Divorced. Betty Compton Walker, 34, onetime dancer; from James J. Walker, New York City's Mayor during the Wall Street-and-nightclub era, now "tsar" of industrial and labor relations of its cloak-&-suit industry; on her second try; because of his "apparently insane tempers"; in Key West, Fla.
Died. Senora Herminia Arrate de Davila, wife of Carlos Davila, onetime president of Chile and Chilean Ambassador to the U. S., who upon President Roosevelt's intervention last December was flown from Manhattan to her Chilean home in a U. S. Army bomber; in Santiago.
Died. Frederick Britten Austin, 55, author of many a super-serial historical romance (The Road to Glory); in Weston super Mare, England. Romancer Austin's heroic imagination made his magazine articles prescient. Said he in 1935: "Imagine four million Parisians streaming out of Paris by every road, choking every artery, hindering all military movements, preventing the influx of supplies, paralyzing more or less the nerve centre of the country. That is what is going to happen when the first German bombers appear over Paris."
Died. Elizabeth Madox Roberts, 55, Kentucky poet and novelist whose grave, searching stories of her mountain people (The Time of Man, Black is my True-love's Hair, Song in the Meadow) were told with a dignity of language that made her one of America's most distinguished women writers; of anemia; in Orlando, Fla.
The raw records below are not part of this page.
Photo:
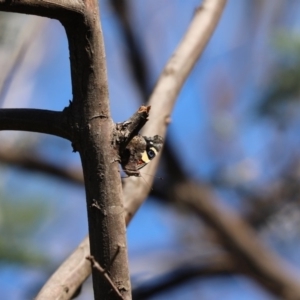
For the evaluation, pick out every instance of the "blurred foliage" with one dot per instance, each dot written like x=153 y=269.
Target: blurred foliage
x=284 y=91
x=18 y=223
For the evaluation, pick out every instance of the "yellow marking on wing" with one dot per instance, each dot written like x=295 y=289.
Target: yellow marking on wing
x=154 y=150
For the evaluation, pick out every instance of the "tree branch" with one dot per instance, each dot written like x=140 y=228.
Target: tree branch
x=168 y=86
x=174 y=74
x=35 y=120
x=240 y=239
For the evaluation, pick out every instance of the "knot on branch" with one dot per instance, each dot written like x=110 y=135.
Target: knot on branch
x=124 y=132
x=135 y=151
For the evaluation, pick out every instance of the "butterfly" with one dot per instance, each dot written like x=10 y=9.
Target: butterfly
x=139 y=152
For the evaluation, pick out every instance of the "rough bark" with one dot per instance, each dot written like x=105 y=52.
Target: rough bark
x=90 y=128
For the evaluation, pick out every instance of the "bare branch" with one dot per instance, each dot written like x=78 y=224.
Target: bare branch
x=35 y=120
x=96 y=265
x=168 y=86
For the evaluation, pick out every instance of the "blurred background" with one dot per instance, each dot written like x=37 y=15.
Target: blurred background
x=235 y=130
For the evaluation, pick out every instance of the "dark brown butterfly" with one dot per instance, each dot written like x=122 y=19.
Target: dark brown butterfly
x=139 y=152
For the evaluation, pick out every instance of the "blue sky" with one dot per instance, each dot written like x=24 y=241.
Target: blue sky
x=212 y=126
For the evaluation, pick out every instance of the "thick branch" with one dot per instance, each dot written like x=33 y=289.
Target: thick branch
x=35 y=120
x=55 y=9
x=163 y=99
x=93 y=135
x=168 y=86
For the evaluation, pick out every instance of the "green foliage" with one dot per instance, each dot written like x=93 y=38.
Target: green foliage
x=18 y=223
x=284 y=91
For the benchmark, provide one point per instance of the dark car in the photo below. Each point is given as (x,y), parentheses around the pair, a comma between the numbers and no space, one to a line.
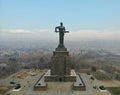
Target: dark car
(12,82)
(17,86)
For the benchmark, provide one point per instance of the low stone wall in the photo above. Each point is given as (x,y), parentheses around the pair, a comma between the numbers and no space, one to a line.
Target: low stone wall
(53,78)
(40,88)
(79,88)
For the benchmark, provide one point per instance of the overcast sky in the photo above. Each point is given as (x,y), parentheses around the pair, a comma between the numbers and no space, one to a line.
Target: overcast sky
(36,19)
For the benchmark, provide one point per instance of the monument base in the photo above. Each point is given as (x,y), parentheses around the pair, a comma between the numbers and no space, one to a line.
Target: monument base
(62,78)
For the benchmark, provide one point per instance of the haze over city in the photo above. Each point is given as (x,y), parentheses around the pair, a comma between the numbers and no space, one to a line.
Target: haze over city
(22,20)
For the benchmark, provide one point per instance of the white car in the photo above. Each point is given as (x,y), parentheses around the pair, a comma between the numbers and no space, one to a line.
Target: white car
(102,88)
(17,87)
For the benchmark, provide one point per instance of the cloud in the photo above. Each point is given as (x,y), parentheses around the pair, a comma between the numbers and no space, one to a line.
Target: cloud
(15,31)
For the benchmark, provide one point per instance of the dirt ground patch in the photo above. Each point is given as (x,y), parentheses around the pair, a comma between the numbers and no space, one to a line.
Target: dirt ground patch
(114,90)
(4,89)
(100,76)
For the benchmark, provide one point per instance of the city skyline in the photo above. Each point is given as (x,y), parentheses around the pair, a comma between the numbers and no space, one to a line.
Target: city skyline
(86,20)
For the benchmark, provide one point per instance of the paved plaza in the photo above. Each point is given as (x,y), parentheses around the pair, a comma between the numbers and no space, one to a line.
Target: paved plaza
(56,88)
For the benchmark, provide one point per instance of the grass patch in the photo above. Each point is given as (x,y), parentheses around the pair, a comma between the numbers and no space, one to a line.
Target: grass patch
(4,89)
(100,76)
(114,90)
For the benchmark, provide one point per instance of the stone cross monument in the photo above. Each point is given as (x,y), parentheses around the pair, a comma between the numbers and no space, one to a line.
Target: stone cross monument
(61,30)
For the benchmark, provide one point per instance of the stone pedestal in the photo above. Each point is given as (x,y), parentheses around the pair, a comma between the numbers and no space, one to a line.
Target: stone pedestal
(60,66)
(60,62)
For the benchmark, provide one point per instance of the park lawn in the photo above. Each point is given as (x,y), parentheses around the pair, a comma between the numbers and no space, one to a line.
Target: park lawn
(4,89)
(114,90)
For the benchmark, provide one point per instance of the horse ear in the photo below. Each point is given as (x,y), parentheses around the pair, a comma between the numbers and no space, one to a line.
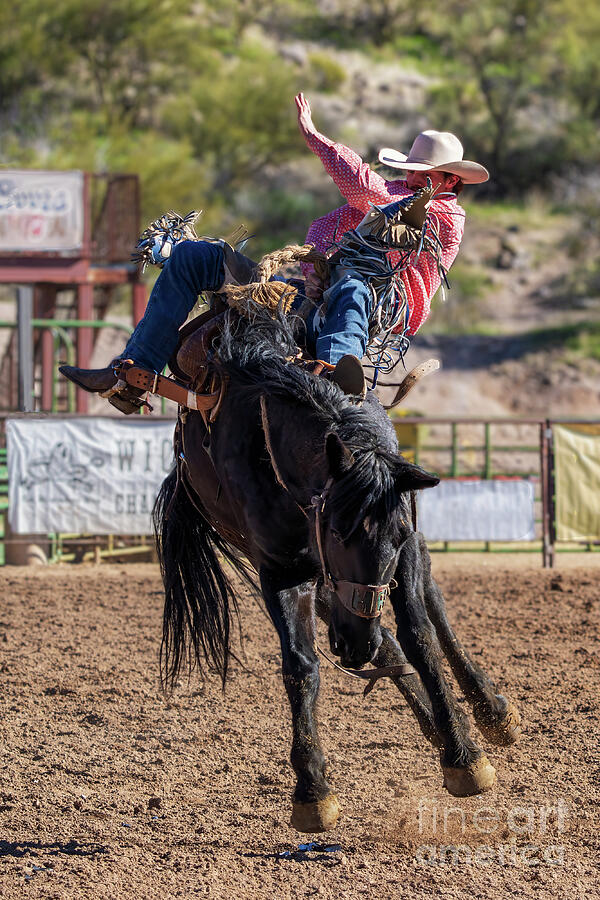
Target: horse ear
(413,478)
(338,455)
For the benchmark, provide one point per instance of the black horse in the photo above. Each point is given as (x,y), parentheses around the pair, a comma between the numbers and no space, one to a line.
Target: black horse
(310,489)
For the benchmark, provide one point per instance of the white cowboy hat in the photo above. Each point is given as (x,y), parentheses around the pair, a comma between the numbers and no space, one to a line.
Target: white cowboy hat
(435,151)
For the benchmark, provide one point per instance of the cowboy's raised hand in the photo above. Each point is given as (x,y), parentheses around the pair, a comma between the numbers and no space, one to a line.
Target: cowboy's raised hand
(304,113)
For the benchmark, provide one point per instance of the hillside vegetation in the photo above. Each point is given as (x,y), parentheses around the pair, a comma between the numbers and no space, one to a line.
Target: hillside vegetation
(197,98)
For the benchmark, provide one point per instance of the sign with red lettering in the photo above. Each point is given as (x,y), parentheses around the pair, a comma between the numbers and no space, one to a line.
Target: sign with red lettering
(40,211)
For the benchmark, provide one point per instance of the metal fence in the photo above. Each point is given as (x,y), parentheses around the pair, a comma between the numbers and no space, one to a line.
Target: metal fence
(451,448)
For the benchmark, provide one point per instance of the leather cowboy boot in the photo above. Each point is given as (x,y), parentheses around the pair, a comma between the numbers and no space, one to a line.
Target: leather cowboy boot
(95,381)
(106,382)
(349,376)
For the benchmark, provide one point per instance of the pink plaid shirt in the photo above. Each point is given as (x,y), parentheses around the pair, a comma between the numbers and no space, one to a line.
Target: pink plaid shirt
(362,187)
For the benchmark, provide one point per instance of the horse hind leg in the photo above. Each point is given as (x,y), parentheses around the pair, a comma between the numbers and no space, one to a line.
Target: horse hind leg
(496,717)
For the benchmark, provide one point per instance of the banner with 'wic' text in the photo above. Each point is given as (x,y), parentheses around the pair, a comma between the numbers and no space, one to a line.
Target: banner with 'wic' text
(86,475)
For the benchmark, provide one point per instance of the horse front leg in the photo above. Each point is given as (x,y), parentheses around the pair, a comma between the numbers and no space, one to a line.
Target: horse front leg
(497,718)
(390,653)
(290,604)
(465,767)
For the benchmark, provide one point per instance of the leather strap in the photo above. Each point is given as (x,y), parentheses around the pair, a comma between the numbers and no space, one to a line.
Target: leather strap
(166,387)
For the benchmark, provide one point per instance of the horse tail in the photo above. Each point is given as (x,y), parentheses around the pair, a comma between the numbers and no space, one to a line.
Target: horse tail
(199,599)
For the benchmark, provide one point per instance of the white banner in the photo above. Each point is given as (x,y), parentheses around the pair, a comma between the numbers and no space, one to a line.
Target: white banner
(477,511)
(40,211)
(86,475)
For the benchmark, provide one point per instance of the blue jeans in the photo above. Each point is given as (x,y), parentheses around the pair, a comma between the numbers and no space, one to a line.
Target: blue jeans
(193,267)
(345,328)
(196,266)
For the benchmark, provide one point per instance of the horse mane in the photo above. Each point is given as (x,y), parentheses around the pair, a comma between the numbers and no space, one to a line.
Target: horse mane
(257,357)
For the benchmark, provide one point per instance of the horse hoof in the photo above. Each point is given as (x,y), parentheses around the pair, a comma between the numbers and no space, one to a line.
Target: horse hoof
(477,777)
(504,730)
(320,815)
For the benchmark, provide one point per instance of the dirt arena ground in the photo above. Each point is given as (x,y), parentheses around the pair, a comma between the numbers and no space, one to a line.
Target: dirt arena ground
(107,790)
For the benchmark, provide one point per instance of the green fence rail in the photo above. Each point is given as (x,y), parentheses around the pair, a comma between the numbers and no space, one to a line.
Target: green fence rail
(63,342)
(451,448)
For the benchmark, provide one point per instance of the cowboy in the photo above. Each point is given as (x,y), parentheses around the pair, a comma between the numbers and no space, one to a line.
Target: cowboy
(340,338)
(435,155)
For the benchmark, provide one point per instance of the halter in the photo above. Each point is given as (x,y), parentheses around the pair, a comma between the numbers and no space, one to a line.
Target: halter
(364,600)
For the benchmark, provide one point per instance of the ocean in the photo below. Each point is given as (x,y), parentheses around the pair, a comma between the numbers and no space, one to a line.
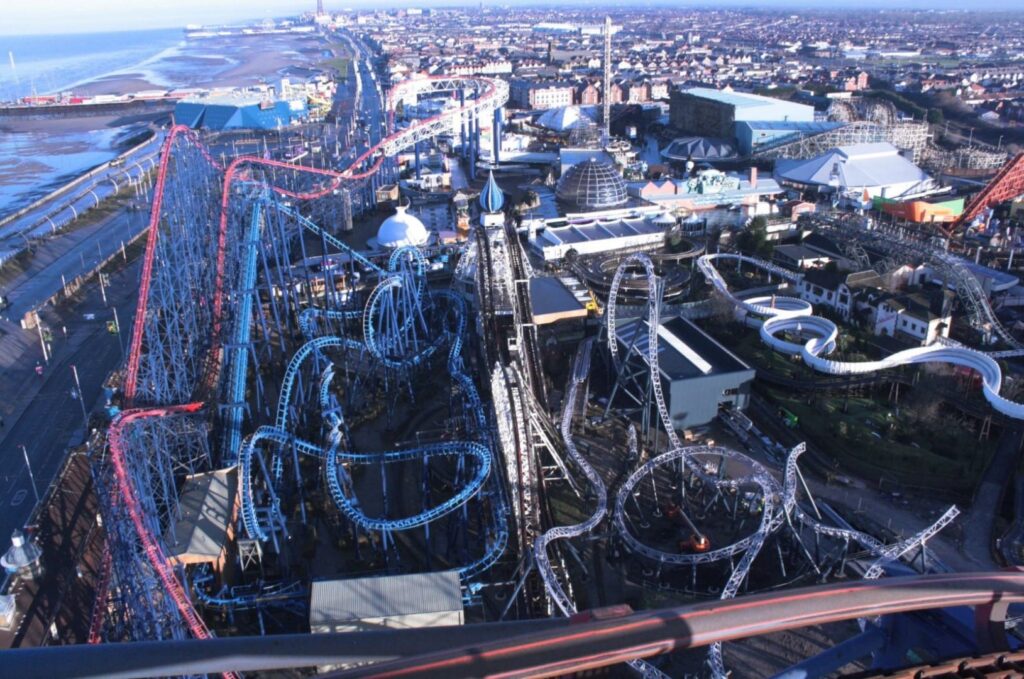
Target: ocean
(52,64)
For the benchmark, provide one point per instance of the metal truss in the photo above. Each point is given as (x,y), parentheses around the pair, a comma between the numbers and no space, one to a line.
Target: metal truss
(220,241)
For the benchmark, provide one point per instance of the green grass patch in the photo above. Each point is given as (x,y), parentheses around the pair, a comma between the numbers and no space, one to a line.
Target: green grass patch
(340,64)
(876,439)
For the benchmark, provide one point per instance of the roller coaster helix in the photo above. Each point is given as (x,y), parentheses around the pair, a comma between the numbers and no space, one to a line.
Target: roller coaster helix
(707,484)
(202,328)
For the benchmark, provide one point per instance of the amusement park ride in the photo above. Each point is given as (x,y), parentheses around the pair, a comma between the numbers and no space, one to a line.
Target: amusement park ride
(244,347)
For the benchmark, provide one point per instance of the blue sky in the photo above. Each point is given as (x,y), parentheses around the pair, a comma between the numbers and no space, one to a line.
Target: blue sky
(48,16)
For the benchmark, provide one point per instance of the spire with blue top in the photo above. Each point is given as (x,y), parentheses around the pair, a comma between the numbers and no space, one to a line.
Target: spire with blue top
(492,198)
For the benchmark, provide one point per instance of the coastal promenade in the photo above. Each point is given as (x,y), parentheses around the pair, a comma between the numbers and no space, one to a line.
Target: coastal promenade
(56,211)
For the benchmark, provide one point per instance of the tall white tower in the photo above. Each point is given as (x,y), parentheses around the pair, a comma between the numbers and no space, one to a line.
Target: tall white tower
(606,91)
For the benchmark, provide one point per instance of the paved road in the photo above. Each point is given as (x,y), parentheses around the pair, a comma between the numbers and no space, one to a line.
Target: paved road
(69,256)
(57,213)
(53,418)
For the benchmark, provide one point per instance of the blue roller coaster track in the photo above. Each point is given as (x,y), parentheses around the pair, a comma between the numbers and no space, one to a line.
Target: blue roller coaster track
(474,459)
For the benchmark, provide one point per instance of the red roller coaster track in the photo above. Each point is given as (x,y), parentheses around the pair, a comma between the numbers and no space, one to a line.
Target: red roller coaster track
(125,492)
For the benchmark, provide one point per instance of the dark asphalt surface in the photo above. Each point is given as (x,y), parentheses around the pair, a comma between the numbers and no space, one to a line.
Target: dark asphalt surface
(70,256)
(53,421)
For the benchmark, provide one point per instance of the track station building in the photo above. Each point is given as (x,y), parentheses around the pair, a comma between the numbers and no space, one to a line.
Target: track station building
(698,375)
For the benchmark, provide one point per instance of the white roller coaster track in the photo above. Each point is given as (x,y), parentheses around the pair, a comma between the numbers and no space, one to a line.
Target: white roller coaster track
(952,269)
(787,314)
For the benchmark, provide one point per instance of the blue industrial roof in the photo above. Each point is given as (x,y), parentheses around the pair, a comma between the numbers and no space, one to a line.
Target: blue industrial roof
(222,114)
(738,99)
(794,125)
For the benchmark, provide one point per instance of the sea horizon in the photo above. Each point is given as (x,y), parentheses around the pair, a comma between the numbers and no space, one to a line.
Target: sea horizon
(51,64)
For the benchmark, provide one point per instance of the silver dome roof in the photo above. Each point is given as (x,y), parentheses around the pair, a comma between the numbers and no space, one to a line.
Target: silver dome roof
(592,185)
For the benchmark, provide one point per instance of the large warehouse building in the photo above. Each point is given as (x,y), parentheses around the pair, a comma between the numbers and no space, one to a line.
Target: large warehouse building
(713,113)
(698,375)
(240,112)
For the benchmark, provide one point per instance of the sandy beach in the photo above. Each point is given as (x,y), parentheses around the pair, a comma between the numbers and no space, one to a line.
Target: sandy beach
(220,61)
(38,155)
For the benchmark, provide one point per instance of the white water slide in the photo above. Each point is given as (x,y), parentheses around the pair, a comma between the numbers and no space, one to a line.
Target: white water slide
(779,316)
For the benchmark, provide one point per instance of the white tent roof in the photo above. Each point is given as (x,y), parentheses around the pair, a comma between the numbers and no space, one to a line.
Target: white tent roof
(856,166)
(566,118)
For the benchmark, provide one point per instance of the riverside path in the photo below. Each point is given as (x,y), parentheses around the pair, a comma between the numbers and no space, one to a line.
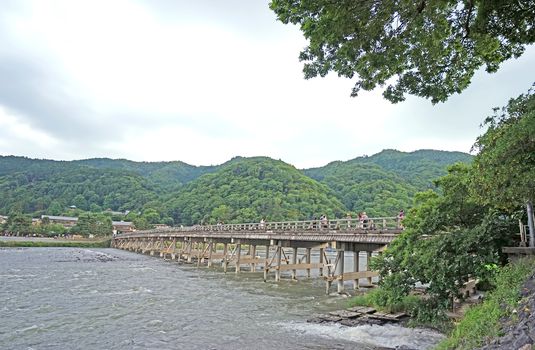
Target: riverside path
(273,246)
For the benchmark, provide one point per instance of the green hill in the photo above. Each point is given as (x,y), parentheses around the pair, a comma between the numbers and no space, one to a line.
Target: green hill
(167,175)
(247,189)
(243,189)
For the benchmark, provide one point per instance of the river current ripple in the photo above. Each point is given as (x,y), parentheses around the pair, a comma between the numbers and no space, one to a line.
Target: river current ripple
(72,298)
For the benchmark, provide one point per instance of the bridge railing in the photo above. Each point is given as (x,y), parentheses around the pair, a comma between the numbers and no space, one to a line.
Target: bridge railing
(341,225)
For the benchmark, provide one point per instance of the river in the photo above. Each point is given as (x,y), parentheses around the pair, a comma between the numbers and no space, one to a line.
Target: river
(72,298)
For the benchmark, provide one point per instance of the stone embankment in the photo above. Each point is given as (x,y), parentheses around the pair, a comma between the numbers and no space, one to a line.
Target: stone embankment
(519,330)
(359,315)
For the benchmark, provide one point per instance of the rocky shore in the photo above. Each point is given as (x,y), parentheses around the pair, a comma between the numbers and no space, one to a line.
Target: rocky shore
(359,315)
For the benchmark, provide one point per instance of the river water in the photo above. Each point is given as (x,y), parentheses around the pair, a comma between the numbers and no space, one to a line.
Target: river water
(72,298)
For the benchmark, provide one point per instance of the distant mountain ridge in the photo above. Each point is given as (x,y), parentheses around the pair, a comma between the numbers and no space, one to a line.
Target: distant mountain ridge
(380,184)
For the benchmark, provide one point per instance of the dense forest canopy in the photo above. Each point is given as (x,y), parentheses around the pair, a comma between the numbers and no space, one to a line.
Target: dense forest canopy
(458,233)
(243,189)
(425,48)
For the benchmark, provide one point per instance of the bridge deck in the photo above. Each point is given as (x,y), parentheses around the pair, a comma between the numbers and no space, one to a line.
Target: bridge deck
(208,243)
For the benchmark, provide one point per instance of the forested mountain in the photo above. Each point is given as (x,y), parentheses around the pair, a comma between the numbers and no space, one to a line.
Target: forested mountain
(386,182)
(243,189)
(247,189)
(168,175)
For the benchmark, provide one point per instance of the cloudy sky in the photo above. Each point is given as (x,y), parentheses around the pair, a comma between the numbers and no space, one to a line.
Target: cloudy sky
(201,82)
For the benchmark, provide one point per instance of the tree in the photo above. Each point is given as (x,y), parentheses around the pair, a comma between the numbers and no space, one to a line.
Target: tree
(18,224)
(448,239)
(504,169)
(428,48)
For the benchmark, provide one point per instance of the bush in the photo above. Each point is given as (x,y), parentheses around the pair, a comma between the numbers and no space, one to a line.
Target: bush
(482,322)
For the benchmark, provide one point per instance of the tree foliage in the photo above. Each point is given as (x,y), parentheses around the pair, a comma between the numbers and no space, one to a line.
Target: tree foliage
(246,190)
(458,233)
(386,182)
(380,184)
(448,238)
(428,48)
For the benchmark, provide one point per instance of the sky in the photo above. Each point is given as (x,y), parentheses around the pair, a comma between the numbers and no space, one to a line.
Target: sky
(201,82)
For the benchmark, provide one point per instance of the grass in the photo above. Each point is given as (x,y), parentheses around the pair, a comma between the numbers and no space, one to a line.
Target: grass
(482,322)
(39,244)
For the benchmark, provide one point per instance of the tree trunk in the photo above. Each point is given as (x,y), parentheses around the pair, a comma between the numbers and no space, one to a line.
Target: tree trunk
(529,207)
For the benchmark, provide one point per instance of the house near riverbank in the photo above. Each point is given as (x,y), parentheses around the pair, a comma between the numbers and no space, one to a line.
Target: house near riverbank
(122,227)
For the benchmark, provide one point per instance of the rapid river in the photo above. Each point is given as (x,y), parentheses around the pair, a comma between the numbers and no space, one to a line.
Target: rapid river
(73,298)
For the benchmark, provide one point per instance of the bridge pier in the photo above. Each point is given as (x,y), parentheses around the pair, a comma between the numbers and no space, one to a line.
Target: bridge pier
(356,283)
(339,270)
(238,256)
(308,260)
(202,242)
(253,256)
(278,255)
(368,261)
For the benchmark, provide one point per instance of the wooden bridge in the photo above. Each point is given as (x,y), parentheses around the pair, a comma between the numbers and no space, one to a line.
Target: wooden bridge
(273,246)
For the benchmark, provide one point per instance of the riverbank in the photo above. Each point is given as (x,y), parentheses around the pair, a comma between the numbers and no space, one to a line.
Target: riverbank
(505,319)
(37,242)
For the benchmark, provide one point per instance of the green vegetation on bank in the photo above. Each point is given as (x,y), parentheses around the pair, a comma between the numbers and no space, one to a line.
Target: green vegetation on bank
(483,322)
(165,192)
(54,243)
(456,234)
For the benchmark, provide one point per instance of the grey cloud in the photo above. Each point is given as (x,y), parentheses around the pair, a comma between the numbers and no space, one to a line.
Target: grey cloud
(35,94)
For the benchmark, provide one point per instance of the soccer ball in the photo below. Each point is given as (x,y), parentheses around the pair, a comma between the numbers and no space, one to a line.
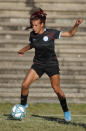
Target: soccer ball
(18,112)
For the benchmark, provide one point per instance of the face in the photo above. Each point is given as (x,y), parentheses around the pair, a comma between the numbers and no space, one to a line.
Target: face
(38,27)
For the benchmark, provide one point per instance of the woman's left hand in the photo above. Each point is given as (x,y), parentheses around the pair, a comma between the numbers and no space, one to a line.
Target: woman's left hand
(79,21)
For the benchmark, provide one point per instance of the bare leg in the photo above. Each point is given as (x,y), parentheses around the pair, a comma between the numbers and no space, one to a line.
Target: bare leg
(55,82)
(29,79)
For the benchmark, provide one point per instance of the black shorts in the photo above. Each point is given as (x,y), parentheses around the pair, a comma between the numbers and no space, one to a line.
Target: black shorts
(50,68)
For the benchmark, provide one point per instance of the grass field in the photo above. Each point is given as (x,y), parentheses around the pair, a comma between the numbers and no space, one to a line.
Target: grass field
(44,117)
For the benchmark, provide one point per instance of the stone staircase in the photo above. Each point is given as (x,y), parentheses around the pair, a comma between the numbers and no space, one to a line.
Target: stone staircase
(71,52)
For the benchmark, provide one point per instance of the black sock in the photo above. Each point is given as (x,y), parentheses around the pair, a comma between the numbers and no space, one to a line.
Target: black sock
(23,99)
(63,104)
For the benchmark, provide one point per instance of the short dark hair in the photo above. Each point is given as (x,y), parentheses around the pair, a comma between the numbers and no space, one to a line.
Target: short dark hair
(37,15)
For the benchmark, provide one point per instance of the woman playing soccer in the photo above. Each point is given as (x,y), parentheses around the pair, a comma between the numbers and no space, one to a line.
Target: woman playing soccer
(45,61)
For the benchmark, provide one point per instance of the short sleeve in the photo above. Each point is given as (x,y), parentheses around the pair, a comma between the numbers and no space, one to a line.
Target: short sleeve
(30,41)
(57,34)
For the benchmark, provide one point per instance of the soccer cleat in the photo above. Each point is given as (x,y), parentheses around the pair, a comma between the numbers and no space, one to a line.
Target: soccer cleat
(67,116)
(25,106)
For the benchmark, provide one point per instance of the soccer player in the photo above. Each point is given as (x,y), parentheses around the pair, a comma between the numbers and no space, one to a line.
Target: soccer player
(45,61)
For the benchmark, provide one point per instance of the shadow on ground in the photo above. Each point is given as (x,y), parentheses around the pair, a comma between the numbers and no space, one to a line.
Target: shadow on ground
(61,121)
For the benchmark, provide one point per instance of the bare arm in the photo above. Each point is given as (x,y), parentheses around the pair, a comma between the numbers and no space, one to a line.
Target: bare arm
(74,29)
(21,52)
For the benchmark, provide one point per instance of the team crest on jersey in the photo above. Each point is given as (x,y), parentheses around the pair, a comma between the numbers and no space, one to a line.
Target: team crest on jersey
(45,38)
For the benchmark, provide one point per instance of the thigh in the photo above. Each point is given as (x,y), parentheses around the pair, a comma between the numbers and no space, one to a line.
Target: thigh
(52,69)
(30,77)
(55,81)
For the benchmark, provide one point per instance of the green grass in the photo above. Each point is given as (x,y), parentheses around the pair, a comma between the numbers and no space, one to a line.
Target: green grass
(44,117)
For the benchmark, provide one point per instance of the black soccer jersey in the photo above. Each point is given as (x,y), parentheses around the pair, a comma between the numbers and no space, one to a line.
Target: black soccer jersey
(44,45)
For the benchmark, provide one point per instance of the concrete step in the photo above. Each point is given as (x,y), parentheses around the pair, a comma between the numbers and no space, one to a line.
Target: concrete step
(23,69)
(43,96)
(17,36)
(69,79)
(57,6)
(59,52)
(45,1)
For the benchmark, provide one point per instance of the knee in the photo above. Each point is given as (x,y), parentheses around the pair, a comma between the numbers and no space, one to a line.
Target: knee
(56,89)
(24,85)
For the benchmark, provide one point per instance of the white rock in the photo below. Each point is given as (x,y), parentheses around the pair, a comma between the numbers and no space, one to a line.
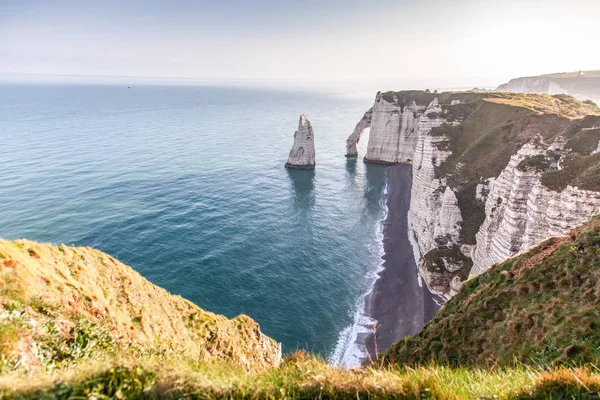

Died. Nicholas ("Collective Security") Titulescu, 57, towering, trigger-witted Rumanian diplomat, picturesque pillar of the League of Nations in its palmy days, six times his country's pro-French, pro-democratic Foreign Minister, leader with Eduard Benes in the late Little Entente; of pernicious anemia resulting from tuberculosis; in exile, in Cannes, France.
Died. Emory Roy Buckner, 63, member of the potent Manhattan law firm of Root, Clark, Buckner & Ballantine, one of the great trial lawyers of his time, who as U. S. District Attorney for southern New York during Prohibition years gained fame by padlocking Manhattan speakeasies, prosecuting former Attorney General Harry (Teapot Dome) Daugherty, sending Earl (Vanities) Carroll to Atlanta for giving false testimony to a Federal grand jury about publicly tubbing a show girl in champagne; after brief illness; in Manhattan.